Non promette due volte e mezza la velocità di trasferimento. Questa è una velocità di linea, e una copia finisce comunque alla velocità della cosa più lenta del percorso — di solito un disco rigido, una cartella condivisa cifrata, o un ponte USB dentro un box.

Non promette nulla sul collegamento con il mondo esterno. Un router con una presa da due gigabit e mezzo dal lato della linea può portare soltanto ciò che la linea consegna.

Non funziona con un capo solo. Una porta multi-gig davanti a un adattatore gigabit negozia un gigabit, e il miglioramento va fatto due volte — allo switch e alla macchina.

Non viene senza calore. Andare sopra il gigabit su rame richiede più potenza e produce più calore del funzionamento gigabit, il che è un vincolo reale sui piccoli switch senza ventola; il consumo che un produttore pubblica è il dato da leggere.

E non ripara un canale. L’emendamento nomina le categorie di cablaggio perché ne dipende, e un collegamento che non si stabilisce alla velocità più alta di solito sta riferendo sul cavo e non sullo switch.

Con che cosa convive

Negozia verso il basso fino al gigabit e sotto, quindi nulla di più vecchio smette di funzionare. Lavora su canali di categoria 5e, 6 e 6A, e compare su porte multi-gig che offrono anche il funzionamento a dieci gigabit. Il Power over Ethernet viaggia sulle stesse coppie, ed è per questo che gli access point che vogliono più di un gigabit di uplink e l’alimentazione dallo stesso cavo sono il posto in cui la si incontra più spesso.

Le domande che arrivano prima di un ordine

Una porta da due gigabit e mezzo richiede un cablaggio nuovo?

L’emendamento è stato specificato per lavorare su un canale di categoria 5e per tutti i cento metri, ed è per questo che esiste.
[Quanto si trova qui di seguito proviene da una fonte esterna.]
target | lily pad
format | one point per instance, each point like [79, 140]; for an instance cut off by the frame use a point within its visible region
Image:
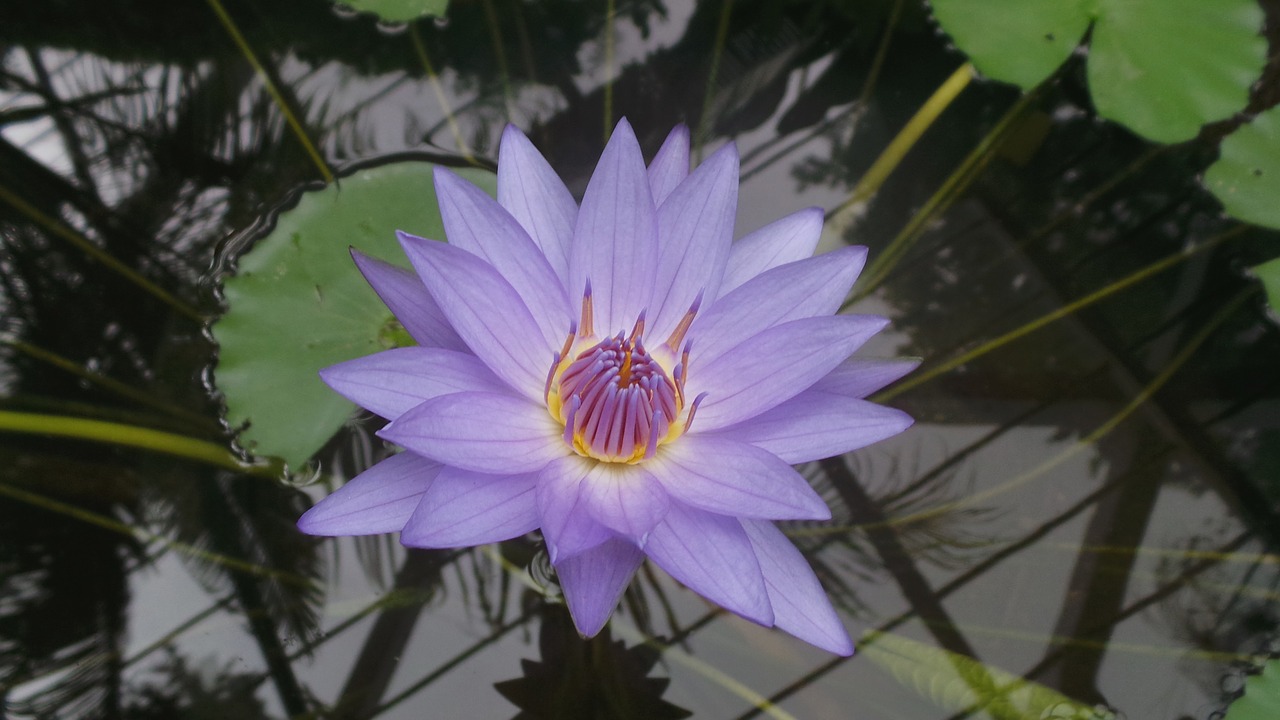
[1261, 698]
[1246, 178]
[298, 304]
[958, 684]
[1162, 68]
[400, 10]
Un canale che misura secondo la propria categoria dovrebbe portarla; uno che era al limite già a un gigabit è il caso in cui la velocità non si stabilirà.

Che cos’è l’NBASE-T?

Il nome che i prodotti usavano prima che l’emendamento fosse pubblicato. Gli apparecchi di quel periodo in genere lavorano con le velocità normalizzate, ma la garanzia viene dalla sigla IEEE sulla scheda tecnica e non dal precedente nome commerciale.